Gerald Barry Piano Concerto (2012)
When it was co-commissioned by the Bayerischer Rundfunk and City of Birmingham Symphony Orchestra in 2012, Barry’s piano concerto was his first work to bear the title ‘concerto’. In anyone else’s hands the genre might have led to certain expectations: virtuosity, showmanship and lyrical splendour, perhaps. But Barry is not known for following convention and, true to form, his piano concerto is not a conventional concerto. There are the wind machines, for a start. Two giant wind machines—the kind you might find on a film set—that make up two thirds of the percussion section and which, apparently, require amplification to reach the deafening clamour that Barry’s music demands. Then there is the work’s form which, defying tradition once more, rejects the idea of a multi-movement work in favour of one giant, sprawling movement: no gaps, no delineations, no cadenzas. Neither is it even really a concerto in Barry’s mind; for him, the work is more akin to a ‘play or opera’.

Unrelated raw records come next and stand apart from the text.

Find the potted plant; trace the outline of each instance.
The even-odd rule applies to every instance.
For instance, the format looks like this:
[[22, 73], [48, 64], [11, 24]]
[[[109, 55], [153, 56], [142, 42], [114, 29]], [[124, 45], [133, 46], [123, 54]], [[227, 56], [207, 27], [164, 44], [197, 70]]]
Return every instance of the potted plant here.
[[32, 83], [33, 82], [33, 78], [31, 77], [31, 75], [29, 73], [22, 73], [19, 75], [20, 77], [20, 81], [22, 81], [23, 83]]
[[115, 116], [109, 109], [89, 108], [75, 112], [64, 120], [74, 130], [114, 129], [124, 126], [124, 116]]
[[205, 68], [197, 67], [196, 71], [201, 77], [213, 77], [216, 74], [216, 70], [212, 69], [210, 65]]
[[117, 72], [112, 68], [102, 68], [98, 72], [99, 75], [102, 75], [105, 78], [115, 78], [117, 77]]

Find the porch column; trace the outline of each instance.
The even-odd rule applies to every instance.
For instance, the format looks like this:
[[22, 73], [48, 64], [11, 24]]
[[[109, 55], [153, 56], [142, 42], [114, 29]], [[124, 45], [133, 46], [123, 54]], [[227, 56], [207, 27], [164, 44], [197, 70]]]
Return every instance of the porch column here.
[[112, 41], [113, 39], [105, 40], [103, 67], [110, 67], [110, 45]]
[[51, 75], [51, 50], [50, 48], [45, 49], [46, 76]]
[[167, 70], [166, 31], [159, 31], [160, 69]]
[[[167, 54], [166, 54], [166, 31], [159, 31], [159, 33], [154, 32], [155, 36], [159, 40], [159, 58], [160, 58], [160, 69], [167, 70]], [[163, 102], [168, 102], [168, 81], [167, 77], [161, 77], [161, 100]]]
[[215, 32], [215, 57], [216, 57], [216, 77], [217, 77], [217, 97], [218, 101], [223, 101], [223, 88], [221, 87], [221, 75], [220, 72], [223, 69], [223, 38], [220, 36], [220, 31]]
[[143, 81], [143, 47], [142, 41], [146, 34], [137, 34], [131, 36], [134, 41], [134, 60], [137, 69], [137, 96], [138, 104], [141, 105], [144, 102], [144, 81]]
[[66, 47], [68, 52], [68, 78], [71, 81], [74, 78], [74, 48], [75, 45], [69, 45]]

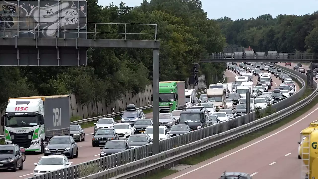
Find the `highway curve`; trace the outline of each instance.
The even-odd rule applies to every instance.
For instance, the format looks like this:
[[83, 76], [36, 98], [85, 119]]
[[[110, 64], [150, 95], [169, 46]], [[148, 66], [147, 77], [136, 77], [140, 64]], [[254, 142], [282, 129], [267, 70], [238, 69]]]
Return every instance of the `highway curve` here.
[[[276, 82], [277, 83], [277, 82]], [[299, 88], [298, 88], [299, 89]], [[225, 171], [242, 172], [254, 178], [301, 176], [298, 158], [300, 132], [316, 119], [318, 105], [289, 123], [261, 137], [163, 178], [218, 178]]]

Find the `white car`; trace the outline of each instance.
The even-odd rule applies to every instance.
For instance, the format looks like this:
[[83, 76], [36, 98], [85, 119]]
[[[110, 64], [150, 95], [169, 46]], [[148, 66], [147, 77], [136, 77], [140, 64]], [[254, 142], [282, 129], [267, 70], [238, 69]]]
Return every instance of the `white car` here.
[[233, 109], [233, 103], [231, 99], [227, 99], [225, 100], [225, 102], [226, 103], [227, 108]]
[[115, 124], [113, 128], [118, 134], [120, 140], [127, 140], [129, 136], [135, 134], [136, 130], [136, 128], [132, 127], [129, 123]]
[[34, 165], [35, 168], [33, 171], [33, 175], [38, 176], [69, 167], [71, 164], [67, 157], [61, 155], [43, 156]]
[[[144, 132], [142, 132], [142, 134], [148, 135], [150, 137], [151, 140], [153, 137], [152, 126], [148, 126], [146, 128]], [[169, 131], [168, 128], [164, 125], [159, 126], [159, 140], [162, 140], [165, 139], [169, 139], [171, 137], [170, 132]]]
[[230, 119], [230, 117], [225, 112], [216, 112], [212, 113], [211, 114], [217, 115], [219, 119], [222, 122], [226, 121]]
[[255, 99], [255, 105], [256, 107], [260, 108], [266, 108], [267, 106], [266, 100], [264, 98], [257, 98]]
[[289, 97], [289, 92], [288, 91], [288, 90], [280, 90], [280, 93], [286, 97]]

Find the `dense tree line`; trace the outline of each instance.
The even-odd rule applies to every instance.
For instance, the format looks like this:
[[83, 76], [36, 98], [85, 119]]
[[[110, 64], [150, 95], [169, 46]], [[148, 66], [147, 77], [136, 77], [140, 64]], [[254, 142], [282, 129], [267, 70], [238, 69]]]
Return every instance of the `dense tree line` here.
[[318, 53], [318, 11], [301, 16], [265, 14], [254, 18], [217, 19], [228, 46], [256, 52]]
[[[160, 41], [160, 80], [184, 80], [190, 75], [194, 62], [202, 52], [220, 51], [225, 44], [216, 21], [209, 19], [199, 0], [144, 1], [129, 7], [123, 3], [101, 7], [97, 0], [88, 0], [89, 22], [152, 24], [158, 25]], [[94, 32], [93, 25], [89, 26]], [[128, 26], [131, 33], [154, 33], [147, 25]], [[124, 26], [99, 24], [97, 38], [123, 39]], [[89, 34], [93, 35], [93, 34]], [[89, 38], [93, 38], [91, 36]], [[130, 34], [128, 39], [153, 39], [150, 35]], [[138, 93], [151, 82], [152, 50], [92, 48], [88, 64], [82, 67], [2, 67], [0, 103], [9, 97], [30, 95], [76, 94], [82, 103], [102, 98], [118, 98], [127, 90]], [[221, 79], [222, 63], [203, 64], [210, 84]]]

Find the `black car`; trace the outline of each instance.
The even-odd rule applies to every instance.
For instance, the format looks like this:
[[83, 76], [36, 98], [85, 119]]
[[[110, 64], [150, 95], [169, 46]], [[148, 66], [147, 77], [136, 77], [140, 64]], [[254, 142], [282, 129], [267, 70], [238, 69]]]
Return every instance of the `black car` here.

If it is a piece of theatre, rather than a concerto, than there are only really two characters here: soloist and orchestra. In that sense, at least, the work has its roots in tradition. But this is not a concerto cast in black and white. Rather, Barry offers up a recourse to the antiphonal exchanges of the Baroque concerto, refracted and reinterpreted through his own unforgiving and rather brutalist lens. There is plenty of colour here but instead of the sweeping brushstrokes of romanticism, the lines blurred and muddied, Barry gives us an unforgiving cubist landscape, clean-cut and unwavering. And rather than establishing itself as a three-dimensional web of support around the soloist, the orchestra posits itself as the opposition. Throughout the whole concerto, the two barely play together at all. Instead, as in so much of Barry’s music, the score is carved into blocks, the soloist and orchestra butting up against one another in bold vertical lines. It is a conversation, but an abrasive one, the piano interjecting dense chromatic clusters in each of the orchestra’s rests, the orchestra responding with terse, unrelenting insistence. As all arguments must, this one reaches a crisis point too, with orchestra and soloist (and an orchestral piano, too, just for good measure) coming together for a cacophonous ‘Storm’ episode towards the concerto’s end. It is a blistering moment, over almost as quickly as it began, the full force of the orchestra unleashed and then spent, the conflict seemingly still unresolved.